Persistent, structured memory for LLM agents. MCP-native. Zero infrastructure. SQLite-backed. Language-agnostic.


The problem

During long sessions, context compression removes older messages. Once compressed, those messages are gone from active context, not in memory files, and not searchable — even mid-session.

The agent forgets what was decided three hours ago.

The approach

hermes-memory does not fight compression. It works before it.

Every constraint, decision, and value is extracted into a structured fact using a terse notation (MEMORY_SPEC). Facts are stored in SQLite with full-text search, a two-tier hot/cold architecture, and automatic scope lifecycle management.

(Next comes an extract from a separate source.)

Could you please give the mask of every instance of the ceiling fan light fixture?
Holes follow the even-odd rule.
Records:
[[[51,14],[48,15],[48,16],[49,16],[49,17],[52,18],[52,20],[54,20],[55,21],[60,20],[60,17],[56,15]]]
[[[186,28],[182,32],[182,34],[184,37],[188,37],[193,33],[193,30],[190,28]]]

The context injection stays under 180 tokens regardless of session length. Cold facts are retrieved on demand with zero token waste.

Notation (MEMORY_SPEC v1.0)

C[target]: constraint   — immutable project law
D[target]: decision     — technical choice, validated
V[target]: value        — IP, port, key, URL, variable
?[target]: unknown      — open question
✓[target]: done         — scope archivable
~[target]: obsolete     — replaces a previous fact

Examples:

C[db.id]: UUID mndtry, nvr autoincrement        (-65% vs raw message)
D[auth]: JWT 7j refresh 6j                      (-70%)
V[srv.prod]: api.example.com:3005               (-74%)
✓[auth]: deployed prod                          (-78%)

How memory stays bounded

Facts live in one of two tiers:

HOT    active facts, injected at session start, ~150 tokens
COLD   SQLite, unlimited, retrieved on demand by FTS5 search

When the hot tier fills, pressure levels act automatically:

70%    merge duplicate facts sharing same target+scope
85%    push closed-scope facts from cold to archived
95%    consolidate via LLM call (last resort) or push oldest to cold

The cold tier has no size limit. A search on cold returns max 20 facts.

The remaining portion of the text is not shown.